Two newly disclosed processor vulnerabilities threaten the security of devices around the globe, but Google is here to tell you that it totally has your back. Well, for one of them, at least.
The Mountain View-based company explained Wednesday on its security blog that it’s been aware of the risks posed by the “speculative execution” vulnerability for some time now, and has been working to fix potentially at-risk systems.
“As soon as we learned of this new class of attack, our security and product development teams mobilized to defend Google’s systems and our users’ data,” Google explained in the blog post. “We have updated our systems and affected products to protect against this new type of attack.”
Someone exploiting this bug could theoretically steal passwords and other sensitive data off a computer. In other words, it’s bad.
Importantly, it appears the Google blog post specifically addresses the vulnerability dubbed Spectre, and not necessarily Meltdown. Thankfully, however, Meltdown patches do exist — Microsoft, for example, already issued one.
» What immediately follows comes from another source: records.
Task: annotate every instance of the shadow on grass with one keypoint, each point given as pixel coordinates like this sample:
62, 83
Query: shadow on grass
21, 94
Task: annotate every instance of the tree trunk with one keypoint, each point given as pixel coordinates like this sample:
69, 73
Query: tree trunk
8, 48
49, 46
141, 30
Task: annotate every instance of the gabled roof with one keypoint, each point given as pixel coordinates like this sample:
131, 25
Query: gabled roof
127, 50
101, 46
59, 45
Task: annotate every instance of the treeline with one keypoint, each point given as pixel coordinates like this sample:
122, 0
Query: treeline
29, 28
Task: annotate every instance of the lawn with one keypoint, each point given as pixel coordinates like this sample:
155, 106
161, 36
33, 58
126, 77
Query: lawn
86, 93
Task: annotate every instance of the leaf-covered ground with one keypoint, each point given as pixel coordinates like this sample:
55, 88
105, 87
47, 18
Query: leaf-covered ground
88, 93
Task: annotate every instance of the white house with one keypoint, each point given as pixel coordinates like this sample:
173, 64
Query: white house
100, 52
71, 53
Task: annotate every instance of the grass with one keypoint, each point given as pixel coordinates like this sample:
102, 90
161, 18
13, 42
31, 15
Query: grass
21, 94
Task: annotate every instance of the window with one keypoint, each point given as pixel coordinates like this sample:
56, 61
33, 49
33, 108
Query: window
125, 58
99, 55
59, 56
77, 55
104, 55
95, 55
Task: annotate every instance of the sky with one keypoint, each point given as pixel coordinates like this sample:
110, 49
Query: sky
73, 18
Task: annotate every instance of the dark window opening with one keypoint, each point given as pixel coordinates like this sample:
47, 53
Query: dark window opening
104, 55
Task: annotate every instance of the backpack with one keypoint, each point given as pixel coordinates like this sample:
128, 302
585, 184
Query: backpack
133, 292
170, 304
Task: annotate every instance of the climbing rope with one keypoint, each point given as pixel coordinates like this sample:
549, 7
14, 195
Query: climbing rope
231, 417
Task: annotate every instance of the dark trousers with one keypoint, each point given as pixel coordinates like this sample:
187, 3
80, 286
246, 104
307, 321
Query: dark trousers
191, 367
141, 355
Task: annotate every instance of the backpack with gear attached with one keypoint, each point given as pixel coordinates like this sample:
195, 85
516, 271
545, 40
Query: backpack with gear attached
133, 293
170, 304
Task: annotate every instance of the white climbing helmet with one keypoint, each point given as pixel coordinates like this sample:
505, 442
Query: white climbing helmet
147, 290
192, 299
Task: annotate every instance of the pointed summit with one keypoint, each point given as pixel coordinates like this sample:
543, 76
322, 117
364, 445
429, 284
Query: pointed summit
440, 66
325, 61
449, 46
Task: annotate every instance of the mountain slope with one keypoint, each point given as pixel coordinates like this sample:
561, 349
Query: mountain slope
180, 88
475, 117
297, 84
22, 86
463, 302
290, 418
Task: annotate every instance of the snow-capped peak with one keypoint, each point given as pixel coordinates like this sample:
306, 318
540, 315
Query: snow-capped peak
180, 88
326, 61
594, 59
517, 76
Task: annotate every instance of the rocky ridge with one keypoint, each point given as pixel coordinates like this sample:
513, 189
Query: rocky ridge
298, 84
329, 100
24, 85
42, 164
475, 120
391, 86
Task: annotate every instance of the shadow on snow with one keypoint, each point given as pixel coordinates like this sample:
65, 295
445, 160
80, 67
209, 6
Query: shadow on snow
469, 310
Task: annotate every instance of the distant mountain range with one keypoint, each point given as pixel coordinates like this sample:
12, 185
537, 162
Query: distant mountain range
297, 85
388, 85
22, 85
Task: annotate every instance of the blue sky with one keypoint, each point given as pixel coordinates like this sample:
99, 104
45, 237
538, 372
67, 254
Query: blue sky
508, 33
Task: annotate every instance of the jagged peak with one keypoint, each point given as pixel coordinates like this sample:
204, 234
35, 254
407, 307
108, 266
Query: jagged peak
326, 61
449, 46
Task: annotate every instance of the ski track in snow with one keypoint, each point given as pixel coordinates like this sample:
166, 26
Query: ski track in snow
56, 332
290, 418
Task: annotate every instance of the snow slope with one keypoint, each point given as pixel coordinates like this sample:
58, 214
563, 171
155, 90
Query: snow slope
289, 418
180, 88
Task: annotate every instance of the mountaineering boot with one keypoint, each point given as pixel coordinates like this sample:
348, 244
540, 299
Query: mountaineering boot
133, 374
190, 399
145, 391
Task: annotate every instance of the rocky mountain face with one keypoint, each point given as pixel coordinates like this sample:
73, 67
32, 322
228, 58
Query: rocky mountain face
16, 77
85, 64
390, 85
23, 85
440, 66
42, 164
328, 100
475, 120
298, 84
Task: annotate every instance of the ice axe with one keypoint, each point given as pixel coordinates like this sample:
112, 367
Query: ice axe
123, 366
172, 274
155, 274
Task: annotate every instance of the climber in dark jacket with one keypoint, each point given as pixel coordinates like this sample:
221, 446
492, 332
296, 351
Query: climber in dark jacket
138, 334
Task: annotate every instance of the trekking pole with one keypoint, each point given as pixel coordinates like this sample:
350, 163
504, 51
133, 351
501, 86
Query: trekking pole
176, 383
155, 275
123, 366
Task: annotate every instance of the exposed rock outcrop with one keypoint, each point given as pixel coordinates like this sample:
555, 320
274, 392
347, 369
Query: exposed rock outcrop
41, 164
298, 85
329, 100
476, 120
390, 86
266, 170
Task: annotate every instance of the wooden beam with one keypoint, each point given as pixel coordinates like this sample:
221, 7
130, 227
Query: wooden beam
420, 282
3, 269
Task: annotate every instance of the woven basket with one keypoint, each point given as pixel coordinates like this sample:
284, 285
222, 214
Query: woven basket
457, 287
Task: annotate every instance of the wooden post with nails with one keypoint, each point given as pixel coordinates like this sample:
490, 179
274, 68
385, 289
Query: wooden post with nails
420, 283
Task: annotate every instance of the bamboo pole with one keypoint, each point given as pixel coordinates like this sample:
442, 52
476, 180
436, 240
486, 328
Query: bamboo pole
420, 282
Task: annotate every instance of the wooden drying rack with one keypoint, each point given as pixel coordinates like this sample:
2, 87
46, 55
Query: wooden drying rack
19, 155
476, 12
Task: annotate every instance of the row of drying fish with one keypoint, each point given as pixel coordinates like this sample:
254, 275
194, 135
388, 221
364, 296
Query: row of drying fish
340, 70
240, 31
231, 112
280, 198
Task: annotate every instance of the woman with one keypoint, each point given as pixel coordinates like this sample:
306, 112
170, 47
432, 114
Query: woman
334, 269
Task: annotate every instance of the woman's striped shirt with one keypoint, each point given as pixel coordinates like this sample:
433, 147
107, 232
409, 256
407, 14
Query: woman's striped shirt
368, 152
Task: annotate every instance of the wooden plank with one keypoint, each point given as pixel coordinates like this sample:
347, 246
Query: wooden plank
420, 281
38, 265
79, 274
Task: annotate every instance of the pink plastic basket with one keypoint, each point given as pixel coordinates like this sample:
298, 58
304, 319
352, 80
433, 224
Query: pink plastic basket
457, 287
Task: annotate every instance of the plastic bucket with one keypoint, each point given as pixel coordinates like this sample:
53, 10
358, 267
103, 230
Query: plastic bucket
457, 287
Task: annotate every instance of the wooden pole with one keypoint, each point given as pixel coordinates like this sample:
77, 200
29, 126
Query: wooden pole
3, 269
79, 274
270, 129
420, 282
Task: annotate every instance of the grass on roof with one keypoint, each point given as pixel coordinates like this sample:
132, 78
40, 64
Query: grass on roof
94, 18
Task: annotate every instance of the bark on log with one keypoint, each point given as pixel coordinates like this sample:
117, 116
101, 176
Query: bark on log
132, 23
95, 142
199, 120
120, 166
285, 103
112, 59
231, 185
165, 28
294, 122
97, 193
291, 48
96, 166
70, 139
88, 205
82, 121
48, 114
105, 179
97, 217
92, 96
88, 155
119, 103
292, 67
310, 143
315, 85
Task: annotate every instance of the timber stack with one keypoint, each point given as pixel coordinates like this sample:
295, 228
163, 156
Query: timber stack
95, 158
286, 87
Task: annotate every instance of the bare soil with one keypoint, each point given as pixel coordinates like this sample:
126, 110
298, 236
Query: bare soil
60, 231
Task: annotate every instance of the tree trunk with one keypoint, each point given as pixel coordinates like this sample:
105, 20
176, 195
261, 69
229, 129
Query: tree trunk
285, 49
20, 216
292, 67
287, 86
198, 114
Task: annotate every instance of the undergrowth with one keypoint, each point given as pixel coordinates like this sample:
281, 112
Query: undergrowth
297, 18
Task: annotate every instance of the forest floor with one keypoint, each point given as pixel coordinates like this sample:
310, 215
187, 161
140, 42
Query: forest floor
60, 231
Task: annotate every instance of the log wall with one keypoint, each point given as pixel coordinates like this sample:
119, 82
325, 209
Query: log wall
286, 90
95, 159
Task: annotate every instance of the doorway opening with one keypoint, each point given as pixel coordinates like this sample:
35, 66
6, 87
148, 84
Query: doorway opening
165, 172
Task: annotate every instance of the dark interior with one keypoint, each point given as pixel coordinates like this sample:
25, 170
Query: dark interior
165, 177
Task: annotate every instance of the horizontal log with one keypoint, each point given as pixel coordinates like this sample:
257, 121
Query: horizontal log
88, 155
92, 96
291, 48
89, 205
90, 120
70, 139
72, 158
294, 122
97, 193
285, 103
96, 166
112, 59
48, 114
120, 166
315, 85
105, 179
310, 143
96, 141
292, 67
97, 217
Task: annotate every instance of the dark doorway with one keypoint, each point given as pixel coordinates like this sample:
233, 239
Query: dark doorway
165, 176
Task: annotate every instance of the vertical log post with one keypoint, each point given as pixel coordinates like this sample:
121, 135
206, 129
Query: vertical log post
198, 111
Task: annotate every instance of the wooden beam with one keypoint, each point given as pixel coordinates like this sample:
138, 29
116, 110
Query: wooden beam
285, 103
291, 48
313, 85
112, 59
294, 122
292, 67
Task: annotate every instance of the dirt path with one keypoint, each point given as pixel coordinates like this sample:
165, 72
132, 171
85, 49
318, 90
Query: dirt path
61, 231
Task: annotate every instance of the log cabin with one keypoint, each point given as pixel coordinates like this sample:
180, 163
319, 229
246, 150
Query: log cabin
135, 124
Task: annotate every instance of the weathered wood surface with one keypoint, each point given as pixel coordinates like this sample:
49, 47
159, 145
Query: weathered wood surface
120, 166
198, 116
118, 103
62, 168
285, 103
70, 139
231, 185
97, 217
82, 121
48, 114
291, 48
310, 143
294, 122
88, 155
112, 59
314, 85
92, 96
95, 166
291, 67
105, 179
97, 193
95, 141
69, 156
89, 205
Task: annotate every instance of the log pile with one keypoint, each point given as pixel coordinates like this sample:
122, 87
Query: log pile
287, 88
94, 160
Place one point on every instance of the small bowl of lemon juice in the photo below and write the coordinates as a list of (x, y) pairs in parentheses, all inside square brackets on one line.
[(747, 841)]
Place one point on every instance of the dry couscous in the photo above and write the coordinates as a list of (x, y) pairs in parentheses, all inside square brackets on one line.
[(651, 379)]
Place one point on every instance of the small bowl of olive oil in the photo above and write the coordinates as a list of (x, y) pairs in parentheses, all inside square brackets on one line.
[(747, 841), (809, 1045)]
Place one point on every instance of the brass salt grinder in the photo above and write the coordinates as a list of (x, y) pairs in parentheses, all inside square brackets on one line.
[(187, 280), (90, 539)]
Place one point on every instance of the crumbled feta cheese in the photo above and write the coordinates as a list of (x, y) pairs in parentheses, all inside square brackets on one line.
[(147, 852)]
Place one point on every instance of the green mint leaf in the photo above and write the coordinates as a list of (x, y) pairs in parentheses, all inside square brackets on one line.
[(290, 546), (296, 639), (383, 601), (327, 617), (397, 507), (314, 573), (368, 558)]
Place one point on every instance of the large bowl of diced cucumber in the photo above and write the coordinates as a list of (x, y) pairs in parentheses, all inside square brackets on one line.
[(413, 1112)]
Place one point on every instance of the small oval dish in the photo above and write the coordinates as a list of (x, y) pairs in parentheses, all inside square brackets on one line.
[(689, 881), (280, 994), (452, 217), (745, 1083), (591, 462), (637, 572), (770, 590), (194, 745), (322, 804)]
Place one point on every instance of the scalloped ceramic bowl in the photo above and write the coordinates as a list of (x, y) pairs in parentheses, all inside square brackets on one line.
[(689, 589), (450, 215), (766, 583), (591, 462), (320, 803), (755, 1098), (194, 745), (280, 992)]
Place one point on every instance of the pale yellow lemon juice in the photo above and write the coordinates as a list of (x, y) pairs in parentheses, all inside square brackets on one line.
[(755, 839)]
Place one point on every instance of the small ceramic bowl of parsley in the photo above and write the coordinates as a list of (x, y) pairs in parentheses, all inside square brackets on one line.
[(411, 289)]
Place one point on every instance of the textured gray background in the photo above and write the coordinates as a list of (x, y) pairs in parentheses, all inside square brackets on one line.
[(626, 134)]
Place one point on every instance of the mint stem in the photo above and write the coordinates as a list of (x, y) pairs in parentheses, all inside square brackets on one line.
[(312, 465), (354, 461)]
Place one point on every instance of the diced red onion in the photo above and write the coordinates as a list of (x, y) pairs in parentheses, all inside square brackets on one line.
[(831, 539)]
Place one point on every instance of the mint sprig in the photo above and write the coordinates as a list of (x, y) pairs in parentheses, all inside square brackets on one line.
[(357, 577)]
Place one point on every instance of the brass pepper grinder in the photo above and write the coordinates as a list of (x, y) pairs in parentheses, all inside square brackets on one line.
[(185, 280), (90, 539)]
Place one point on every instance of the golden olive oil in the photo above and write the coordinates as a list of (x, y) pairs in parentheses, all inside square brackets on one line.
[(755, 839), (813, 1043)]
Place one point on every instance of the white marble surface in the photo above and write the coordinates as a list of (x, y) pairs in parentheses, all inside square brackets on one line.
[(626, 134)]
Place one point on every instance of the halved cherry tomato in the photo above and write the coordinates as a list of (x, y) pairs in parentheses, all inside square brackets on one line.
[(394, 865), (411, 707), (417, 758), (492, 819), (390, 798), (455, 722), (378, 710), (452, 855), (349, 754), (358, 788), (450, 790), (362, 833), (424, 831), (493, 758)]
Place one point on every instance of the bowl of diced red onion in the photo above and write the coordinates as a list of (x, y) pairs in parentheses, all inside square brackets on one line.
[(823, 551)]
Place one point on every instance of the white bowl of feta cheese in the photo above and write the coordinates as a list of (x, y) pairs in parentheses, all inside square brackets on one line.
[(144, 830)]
Google helpfully published a detailed list noting “affected Google products and their current status of mitigation against CPU speculative execution attack methods.” It includes steps that the company has already taken, and has suggestions for users of various products like Chrome (and you should probably heed the company’s security advice).
A few of the highlights: Updated Android devices (because this threatens mobile too) are protected, as are fully updated and supported Nexus and Pixel devices. You also don’t need to stress about Gmail or G Suite.
Either way, Google clearly wants you to know that even if everything is totally messed up in the world of cybersecurity, it’s still looking out for you.